If you are looking for a warm and delightful read, Devapriya Roy’s latest offering, Friends From College should be right on your bookshelf. Roy who has written two novels, The Vague Woman’s Handbook and The Weight Loss Club besides a travelogue and a graphic novel, makes you hop aboard her breezy narrative from the first page itself. And as the Calcutta-born, London-based Lata catches a flight back home, we get immersed in her world, befriending her mother, her best friend and rooting for her unfulfilled love.
Yes, it is a tale of love, friendship, family and all the regular mix of soppy emotions that Bollywood has monopolised into larger-than-life films. But ‘The Romantics of College Street’ which is what it was known by when published as a serialised novel in The Telegraph, is anything but. It is an intelligently told story that is sprightly in pace moving from one page to another with motive and meaning. What’s more, the chapters clubbed together work splendidly for the novel. Here, every time one chapter ends, you are left asking ‘what’s next’ but an inch down, in another chapter, starts chatting another character inviting you into his or her headspace.
This lets many characters hero their own stories besides flitting through another. Chatty, confiding, and fresh, the contemporary voice of the novel drags you into the many conversations that happen through the novel. Sample this.
“‘Munni, don’t always react like this. I know that girls can’t “have it all” all the time. So I am saying — not just me, that woman, what’s her name, Anne Marie Slaughter is also saying — this is a good way to keep your options open.’”
This kind of light-hearted, jaunty banter is also what lets you step right inside Lata’s home, identifying with her sense of belonging to Calcutta as she hears the shoop shoop shoop of the broom in the courtyard, the clatter in the kitchen and the call of the fish-seller. Same goes for Ronny Banerjee, her ‘true love’ who prefers to lose himself to dusk-filled Calcutta streets, and photograph decrepit shopkeepers plying unforgotten trades and playing football with neighbourhood boys. In a way, it is an ode to Calcutta of the nineties, which the writer, has many a times admitted.
The plot line of the novel is simple, Lata, who in her college days was known as Helen of Troy is on leave, visiting home to spend time with her mother who still reminisces about Lata and Ronnie’s college romance. Lata mired in her singledom, balances the wedding of a younger cousin, finds a friend in a nine-going-nineteen Pixie and preps a talk at a management workshop in Jamshedpur all with millennial fumbling.

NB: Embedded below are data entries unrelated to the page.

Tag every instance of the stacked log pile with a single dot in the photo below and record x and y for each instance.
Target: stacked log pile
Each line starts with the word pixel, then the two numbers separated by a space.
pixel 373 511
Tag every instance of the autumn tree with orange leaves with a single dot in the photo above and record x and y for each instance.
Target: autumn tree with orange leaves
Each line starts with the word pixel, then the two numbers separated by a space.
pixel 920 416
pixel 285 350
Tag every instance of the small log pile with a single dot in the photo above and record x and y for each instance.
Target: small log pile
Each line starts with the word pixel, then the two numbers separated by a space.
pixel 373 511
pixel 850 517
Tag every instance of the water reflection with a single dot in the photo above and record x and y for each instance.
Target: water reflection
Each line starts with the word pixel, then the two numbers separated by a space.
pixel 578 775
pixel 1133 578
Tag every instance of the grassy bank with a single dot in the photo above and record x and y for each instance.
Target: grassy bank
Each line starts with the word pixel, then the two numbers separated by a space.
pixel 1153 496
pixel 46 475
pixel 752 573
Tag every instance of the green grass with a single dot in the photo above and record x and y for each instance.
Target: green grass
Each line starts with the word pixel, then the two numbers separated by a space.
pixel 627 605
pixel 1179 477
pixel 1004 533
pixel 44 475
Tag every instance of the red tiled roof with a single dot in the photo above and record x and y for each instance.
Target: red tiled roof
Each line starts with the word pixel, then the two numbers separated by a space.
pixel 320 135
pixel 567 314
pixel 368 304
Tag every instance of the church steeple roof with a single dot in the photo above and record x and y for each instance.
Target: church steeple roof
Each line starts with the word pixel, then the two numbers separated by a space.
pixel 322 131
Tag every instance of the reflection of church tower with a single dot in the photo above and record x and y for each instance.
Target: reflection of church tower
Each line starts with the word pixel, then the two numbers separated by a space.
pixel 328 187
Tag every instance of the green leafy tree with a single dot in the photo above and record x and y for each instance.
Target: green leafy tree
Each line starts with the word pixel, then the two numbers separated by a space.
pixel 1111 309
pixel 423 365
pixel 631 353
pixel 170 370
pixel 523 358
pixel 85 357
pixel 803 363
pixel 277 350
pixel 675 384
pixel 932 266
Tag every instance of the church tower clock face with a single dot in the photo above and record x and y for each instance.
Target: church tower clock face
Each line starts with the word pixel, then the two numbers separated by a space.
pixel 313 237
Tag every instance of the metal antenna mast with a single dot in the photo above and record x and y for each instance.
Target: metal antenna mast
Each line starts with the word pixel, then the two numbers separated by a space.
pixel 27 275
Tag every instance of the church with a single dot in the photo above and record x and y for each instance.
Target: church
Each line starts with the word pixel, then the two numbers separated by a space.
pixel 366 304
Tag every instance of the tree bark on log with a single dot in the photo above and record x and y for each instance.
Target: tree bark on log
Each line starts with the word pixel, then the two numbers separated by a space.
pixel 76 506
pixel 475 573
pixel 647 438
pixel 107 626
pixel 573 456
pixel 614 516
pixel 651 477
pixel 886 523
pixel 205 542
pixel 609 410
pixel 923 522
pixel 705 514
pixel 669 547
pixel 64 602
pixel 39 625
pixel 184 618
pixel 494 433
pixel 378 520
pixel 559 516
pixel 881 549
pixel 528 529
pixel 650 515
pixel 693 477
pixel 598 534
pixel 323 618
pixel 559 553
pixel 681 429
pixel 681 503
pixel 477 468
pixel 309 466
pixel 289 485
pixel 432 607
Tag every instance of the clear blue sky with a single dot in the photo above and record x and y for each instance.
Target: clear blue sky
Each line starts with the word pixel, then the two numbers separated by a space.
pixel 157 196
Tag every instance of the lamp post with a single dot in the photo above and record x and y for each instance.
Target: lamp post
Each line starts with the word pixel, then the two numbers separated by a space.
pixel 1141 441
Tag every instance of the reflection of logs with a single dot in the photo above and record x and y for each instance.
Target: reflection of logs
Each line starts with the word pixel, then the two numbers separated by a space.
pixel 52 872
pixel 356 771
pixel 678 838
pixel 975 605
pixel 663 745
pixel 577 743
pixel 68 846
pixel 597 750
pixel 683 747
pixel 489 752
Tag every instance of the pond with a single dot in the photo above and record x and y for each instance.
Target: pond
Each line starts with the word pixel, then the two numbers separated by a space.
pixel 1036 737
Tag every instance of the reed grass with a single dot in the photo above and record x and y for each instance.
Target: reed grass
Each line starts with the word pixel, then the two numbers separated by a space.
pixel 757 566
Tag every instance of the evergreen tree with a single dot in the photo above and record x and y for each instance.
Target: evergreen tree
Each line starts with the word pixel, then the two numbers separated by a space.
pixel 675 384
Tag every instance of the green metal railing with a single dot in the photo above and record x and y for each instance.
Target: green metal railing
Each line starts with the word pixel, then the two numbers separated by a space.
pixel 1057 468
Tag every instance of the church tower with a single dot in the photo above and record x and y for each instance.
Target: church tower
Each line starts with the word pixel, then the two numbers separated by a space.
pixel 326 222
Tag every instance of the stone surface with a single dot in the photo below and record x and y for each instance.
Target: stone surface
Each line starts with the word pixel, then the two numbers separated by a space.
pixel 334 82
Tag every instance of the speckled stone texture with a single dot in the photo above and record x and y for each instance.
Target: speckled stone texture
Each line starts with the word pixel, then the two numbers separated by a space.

But the underlying feeling in all this is a strange familiarity, like the bittersweet feeling of revisiting college, years after you have graduated. It is the beauty of being in your 30s, when college was just a decade ago and you still feel the glimmer of hope that you held idling outside the canteen. This fleetingness or ‘quarter-life crisis’ is the other axis on which the novel works.
Love, then of course, had to be a part of the crisis. Especially, since most singles in their 30s, feel the typical ‘unsettlement’ surrounded by couples popping babies in their circles. This ‘train-wreck’, in Lata’s words, is captured by Roy as she shows degrees of contentment and confusion in the many coupledoms in the Friends From College world. What happens between Lata and Ronnie is far more complex as they rekindle their intimacy, even as age and other factors get in the way. As life breathes on page and the novel throbs with an aching heart for the times gone by and the love exchanged, it is only natural to flip to the last page to find out if there is a ‘Happily Ever After’. Debunking conventions and clichés, Friends From College is a breath of fresh air.